O Rock Como Ele é

Mudança

Era fã de Led Zeppelin e se aproximara dele pedindo que traduzisse a letra de uma música publicada numa seção de uma revista especializada. Hábil, usou “The Rain Song” para se apresentar ao rapaz.

Andava meio cansado do jeito que vinha vivendo. Não planejara que sua vida fosse assim, quando de repente chegou à conclusão que não, não queria nada daquilo. Explica-se que tinha acabado de romper um relacionamento que, como tantos outros, parecia definitivo e ruiu rápido demais. Era só mais um entre tantos que acabara como se, na verdade, sequer tivesse existido. Precisava de uma mudança que lhe fosse ampla, não apenas ir atrás de outro rabo de saia. Havia gasto muito tempo com mulheres indelicadas, fumado todas as pontas e bebido todo o vinho passado de sua geladeira de lataria carcomida.

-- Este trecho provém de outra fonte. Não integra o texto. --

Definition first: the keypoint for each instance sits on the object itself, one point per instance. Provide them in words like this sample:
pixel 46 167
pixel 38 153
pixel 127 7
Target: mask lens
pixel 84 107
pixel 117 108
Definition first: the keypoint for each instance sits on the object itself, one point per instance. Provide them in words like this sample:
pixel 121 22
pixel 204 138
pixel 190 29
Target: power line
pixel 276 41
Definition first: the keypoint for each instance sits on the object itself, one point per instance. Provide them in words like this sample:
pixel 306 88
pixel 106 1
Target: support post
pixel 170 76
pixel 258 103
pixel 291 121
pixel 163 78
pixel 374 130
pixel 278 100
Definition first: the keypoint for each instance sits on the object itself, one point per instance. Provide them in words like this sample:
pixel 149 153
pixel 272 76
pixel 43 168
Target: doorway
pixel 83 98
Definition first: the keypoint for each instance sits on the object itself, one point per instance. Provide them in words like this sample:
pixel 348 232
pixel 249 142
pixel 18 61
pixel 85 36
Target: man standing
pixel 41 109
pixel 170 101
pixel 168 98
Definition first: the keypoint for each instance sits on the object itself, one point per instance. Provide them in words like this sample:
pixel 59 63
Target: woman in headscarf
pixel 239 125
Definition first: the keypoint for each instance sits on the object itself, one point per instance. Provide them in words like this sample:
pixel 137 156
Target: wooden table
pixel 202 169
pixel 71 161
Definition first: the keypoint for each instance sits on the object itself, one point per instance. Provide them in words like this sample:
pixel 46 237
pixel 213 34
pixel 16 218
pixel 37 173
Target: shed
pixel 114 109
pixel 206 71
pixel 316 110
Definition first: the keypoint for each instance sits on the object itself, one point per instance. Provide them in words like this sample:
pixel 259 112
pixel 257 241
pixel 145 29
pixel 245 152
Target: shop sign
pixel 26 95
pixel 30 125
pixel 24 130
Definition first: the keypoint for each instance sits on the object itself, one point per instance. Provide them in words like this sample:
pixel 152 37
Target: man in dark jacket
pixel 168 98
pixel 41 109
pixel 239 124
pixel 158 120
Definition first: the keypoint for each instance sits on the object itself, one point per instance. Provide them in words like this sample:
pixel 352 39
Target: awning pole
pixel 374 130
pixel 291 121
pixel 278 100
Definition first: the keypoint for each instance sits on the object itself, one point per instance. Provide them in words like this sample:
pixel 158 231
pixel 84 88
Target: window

Lembrava que, na adolescência, numa escola que lhe parecia deslumbrante, conhecera uma pequena. Com ela, descobriu o rock’n’roll. Era fã de Led Zeppelin e se aproximara dele pedindo que traduzisse a letra de uma música publicada numa seção de uma revista especializada. Hábil, usou “The Rain Song” para se apresentar ao rapaz. Esperto, percebeu que as meninas que gostavam de rock, naqueles tempos, preferiam as lentinhas, as baladas e as que falavam de amor. Mesmo que fosse o caso de uma banda que, sabia-se, havia ajudado a inventar o mais pesado dos subgêneros do rock: o heavy metal. A partir dali percebeu que as aulas de inglês do cursinho lhe seriam bem úteis.

Para uma mudança ser total, era preciso mudar de ambiente, de casa, do prédio. Do bairro, da cidade, do país. Ir, quem sabe, para a Califórnia. Não para viver a vida sobre as ondas como sugeria o cancioneiro popular brasileiro. Mas para encontrar por lá uma garota com amor nos olhos e flores no cabelo. Sabia que o verão do amor era coisa do século passado, mas sempre assentava com a cabeça quando ouvia os especialistas afirmarem que o rock é eterno, e, portanto, atemporal. Por isso, a Califórnia que habitava o seu imaginário, enquanto enchia a velha mochila de CDs, poderia ser mesmo Guarapari. Ou um lugar de céu cinza e mar vermelho. Tanto faz. Só precisava mudar.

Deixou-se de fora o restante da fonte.